= Kodungallur Kovilakam =

Palace in Kerala, India

Kodungallur Kovilakam is a palace of the royal family of the late medieval Kingdom of Kodungallur (Cranganore), in the modern-day Indian state of Kerala. Kodungallur was a feudal principality subordinate to the rulers of the Kingdom of Cochin from the later half of the eighteenth century until Indian independence. The Kingdom of Kodungallur was under the protection of the Dutch government after 1707 for a few years before returning to its allegiance to the Zamorin. The Kodungallur Royal Family had two branches, at Chirakkal Kovilakam and Puthen Kovilakam.

== Design ==
The Chirakkal Kovilakam has two nalukettu structures, one larger than the other. The main residential building and two more old buildings, a water tank (known as padakulam), the family temple (dedicated to Hindu goddess Talattil Bhagavati) and Sarpakkavu are all within the Kovilakam Complex. The Kodungallur Kovilakam was renowned as a gurukulam (centre of learning). Scholars from across present day Kerala used to live in the palaces and study Sanskrit and Vedic science. Eminent scholars from this Kovilakam contributed to Malayalam and Sanskrit literature. According to Venmani Achan Namboodiribad, Kerala's gurukulams were for many decades centred on the Kodungallur Kovilakam.

==Puthen Kovilakam==
Puthen Kovilakam means "new palace". This Kovilakam (manor house) was known by the name "Gurukulam". It was a well-known learning center. Many eminent scholars from this Kovilakam contributed to Malayalam and Sanskrit literature.

== Literature ==
Writers born there contributed immensely to Malayalam literature. The leading light among them was Venmani Achan Namboodiripad, born in 1816 at Venmani Illam in Vellarappilly, Alwaye. Achan married Sreedevi Antharjanam in 1838 and they had one son, Venmani Mahan Namboodiripad. Later, he married Kunhippilla Thampuratti of the Kodungallur Kovilakam. He had two children from this marriage – Kunjikuttan Thamburan and Kunjunni Thamburan. Achan died at the age of 74. Namboodiripad lived for several years in Ernakulam, Thripunithura, Kodungallur and Kottayam. At the Kodungallur Palace, Mahan found his calling as a poet. After Kathollil Achuta Menon completed primary education at home, he was sent to Kodungallur Palace to study Sanskrit under Vidwan Kunjiramavarma Thamburan. At age 16, he started writing poetry and composed approximately 20 slokas in an hour during competitions.

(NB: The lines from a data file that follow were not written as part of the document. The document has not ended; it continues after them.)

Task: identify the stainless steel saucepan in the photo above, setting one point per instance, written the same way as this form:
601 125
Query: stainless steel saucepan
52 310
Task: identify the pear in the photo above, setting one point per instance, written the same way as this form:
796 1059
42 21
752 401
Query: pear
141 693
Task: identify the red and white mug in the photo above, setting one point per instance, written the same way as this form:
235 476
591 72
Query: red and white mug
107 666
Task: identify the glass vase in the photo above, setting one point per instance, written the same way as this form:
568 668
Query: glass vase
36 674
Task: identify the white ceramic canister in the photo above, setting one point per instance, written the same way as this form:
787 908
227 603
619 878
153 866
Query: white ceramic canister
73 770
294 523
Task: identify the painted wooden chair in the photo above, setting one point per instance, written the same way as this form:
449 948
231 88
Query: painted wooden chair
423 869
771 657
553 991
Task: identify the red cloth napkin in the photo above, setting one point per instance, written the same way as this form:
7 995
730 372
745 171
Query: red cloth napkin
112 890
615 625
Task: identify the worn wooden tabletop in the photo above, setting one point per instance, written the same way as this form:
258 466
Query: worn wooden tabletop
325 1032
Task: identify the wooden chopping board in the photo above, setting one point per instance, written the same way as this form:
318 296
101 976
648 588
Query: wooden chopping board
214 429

Key members of this gurukula were:

- Veena specialist Valia Thampuran (Kunjiramavarma Thampuran). First guru of Kodungallur Gurukulam
- Vidwan Elaya Thampuran (Godavarma Thampuran), Contemporary of Swathi Thirunal Rama Varma
- Sakran Godavarma Thampuran
- Vidwan Kunjiramavarma Thampuran
- Valia Kunjunni Thampuran
- Valia Kochunni Thampuran
- Kunjan Thampuran
- Cheria Kochunni Thampuran (Kavi Sarvabhouman)
- Bhattan Godavarma Thampuran
- Mani Madhava Chakyar
- Bhagavathar Kunjunni Thampuran
- Kochikavu Thampuratti
- Kodungallur Kunjikuttan Thampuran

Most popular among these scholars is Kodungallur Kunjikuttan Thampuran.